As he paddled out, I watched him “duck-dive” through the waves. I later found out from some surfers there are a few ways to negotiate the break. I watched him stay on top of his board and seemingly push down and pop up on the other side of the wave. It looked really easy until I jumped on my board and started paddling out. Well, that shit half worked for me on a seven-foot board. I tried to duck-dive under the first three-foot wave only to find myself upside down being tossed around like a rag doll. As soon as I reached the surface, another wave hit me. In just a few seconds I was out of breath and was pushed back to where I could stand up. I was full of saltwater and felt like I was hit by a truck.

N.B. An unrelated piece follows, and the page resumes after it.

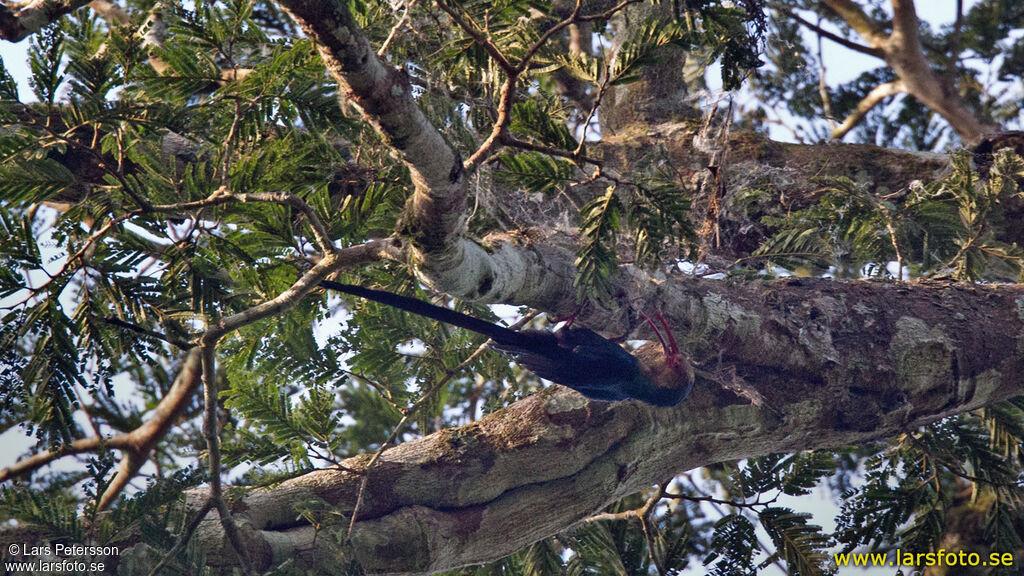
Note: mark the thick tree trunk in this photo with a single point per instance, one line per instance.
(838, 363)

After I gather my composure, I noticed that a few guys were standing waiting not too far from me. It looked like they were waiting for something. I noticed that the waves started to separate a bit more. They both jumped on their boards and started to paddle out so I did the same. This time, I was much more stable and able to duck-dive. With the waves being a little bit more spaced, I was able to get passed the break. Still, it was a lot of work and at times I felt like I wasn’t moving forward no matter how hard I paddled.
It was so peaceful passed the roaring movement of the break. I could sit on my board and float. The beach felt like it was miles away, which started me thinking about Jaws lurking underneath this deep dark green water. It's funny how the love and peacefulness of floating would at the same time be interrupted briefly by shadows from the sun or possible movement under the surface of the water. The small chills of fear up my spine were outweighed by seemingly now being part of the ocean.

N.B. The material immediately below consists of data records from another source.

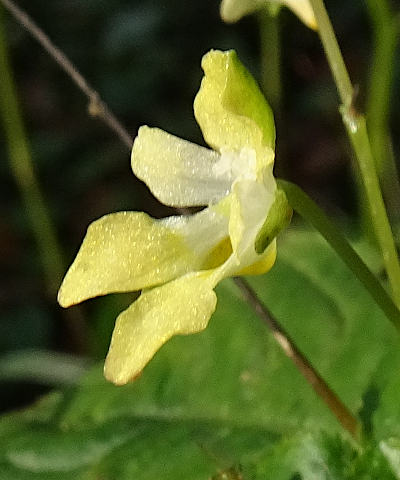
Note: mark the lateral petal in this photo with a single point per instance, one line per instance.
(180, 307)
(129, 251)
(179, 173)
(230, 108)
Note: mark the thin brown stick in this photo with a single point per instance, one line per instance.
(321, 388)
(97, 107)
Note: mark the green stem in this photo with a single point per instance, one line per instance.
(357, 131)
(386, 29)
(309, 210)
(23, 171)
(270, 57)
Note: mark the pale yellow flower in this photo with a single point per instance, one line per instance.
(234, 10)
(178, 261)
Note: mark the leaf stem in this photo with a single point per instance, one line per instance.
(386, 30)
(321, 388)
(309, 210)
(270, 57)
(97, 107)
(23, 171)
(357, 131)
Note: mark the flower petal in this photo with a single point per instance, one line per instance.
(230, 108)
(180, 307)
(250, 205)
(130, 251)
(179, 173)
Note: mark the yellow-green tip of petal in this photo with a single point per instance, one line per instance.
(230, 108)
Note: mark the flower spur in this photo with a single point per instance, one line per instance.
(178, 261)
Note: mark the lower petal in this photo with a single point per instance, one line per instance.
(180, 307)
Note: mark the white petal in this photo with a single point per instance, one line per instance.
(179, 173)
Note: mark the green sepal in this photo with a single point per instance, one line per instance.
(278, 218)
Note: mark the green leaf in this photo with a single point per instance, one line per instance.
(226, 401)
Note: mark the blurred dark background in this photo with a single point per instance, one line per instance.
(143, 57)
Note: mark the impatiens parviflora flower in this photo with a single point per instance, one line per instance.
(178, 261)
(234, 10)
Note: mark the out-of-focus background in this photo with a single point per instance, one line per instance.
(143, 57)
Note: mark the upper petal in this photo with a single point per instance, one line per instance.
(183, 306)
(234, 10)
(129, 251)
(179, 173)
(230, 108)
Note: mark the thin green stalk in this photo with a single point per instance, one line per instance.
(386, 29)
(357, 131)
(23, 171)
(309, 210)
(271, 80)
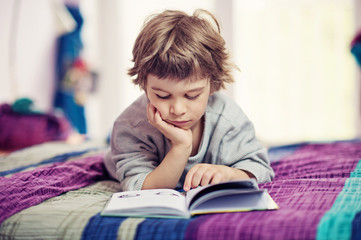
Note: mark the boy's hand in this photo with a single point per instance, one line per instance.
(203, 174)
(178, 136)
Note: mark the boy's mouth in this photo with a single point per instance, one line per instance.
(179, 123)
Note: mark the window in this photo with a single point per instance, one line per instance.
(297, 79)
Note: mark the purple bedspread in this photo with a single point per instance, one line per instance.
(26, 189)
(309, 178)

However, I made a point to slowly move closer to the other surfers that seemed to be unbothered and just talking to one another. Once close enough, we exchanged pleasantries. I sat there and told them my story. They were really inviting. They gave me a bunch of information and stories about their first time. “Here comes a good set!” One of the guys pointed out. I didn’t see anything. “Get ready to paddle!” I laid down on my board. They were still sitting up looking. I really couldn’t see anything different, just some small rolling swells. “PADDLE!!!” yelled one of the guys I was floating near. I could feel the water rising underneath me so I paddled hard and fast towards the beach.

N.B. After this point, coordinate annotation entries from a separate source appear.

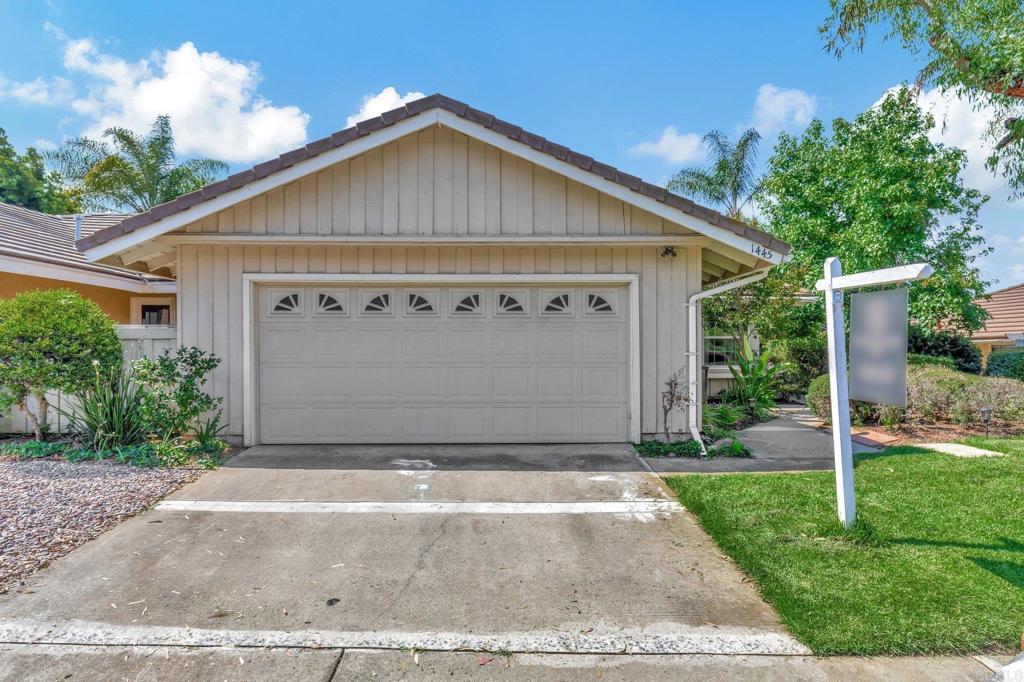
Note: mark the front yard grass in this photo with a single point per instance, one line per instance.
(934, 565)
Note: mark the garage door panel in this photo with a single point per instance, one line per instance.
(469, 382)
(469, 423)
(557, 382)
(477, 376)
(423, 382)
(513, 382)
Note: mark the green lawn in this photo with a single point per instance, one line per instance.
(936, 563)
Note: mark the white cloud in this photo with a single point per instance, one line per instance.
(774, 110)
(672, 146)
(38, 91)
(212, 100)
(777, 109)
(385, 100)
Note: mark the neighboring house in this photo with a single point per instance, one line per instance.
(38, 252)
(1005, 327)
(437, 274)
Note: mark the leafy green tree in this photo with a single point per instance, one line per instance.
(52, 340)
(127, 171)
(973, 48)
(25, 181)
(878, 193)
(728, 178)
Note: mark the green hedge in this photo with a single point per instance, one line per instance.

The 4-foot wave swelled beneath my surfboard as I paddled. I could feel the momentum building with my board starting to move forward; I pushed up with my arms, and jumped up throwing my right foot forward, I was able to stabilize but felt awkward. FUCK YEAH!!!! I yelled. I was up on the board riding the wave. “JUMP OFF!!!” I heard someone yell in the distance so I jumped. I was on the board only a little more then a few seconds but it felt great.
I paddled back out and waited for the other guys. It took a minute but I realized why they told me to jump. Its best not to ride the wave all the way to the beach to avoid paddling back out the entire distance. By jumping off early, you could turn and paddle a short distance so that you can catch a few more sets. Save your last set for the ride all the way to the beach.
A week of surfing, bonfires, and making some new friends. I loved hearing all the stories of these guys chasing waves and living the nomad life. I know that I’m not ready to chase “Mavericks” but it wouldn’t take me long to gain enough experience to give it a go.
I loved San Diego. The Gas Lamp district (not pictured) has an extremely fun night life. There are a ton of clubs and bars in walking distance. Also there are some really awesome places to ride bikes and catch the sunset.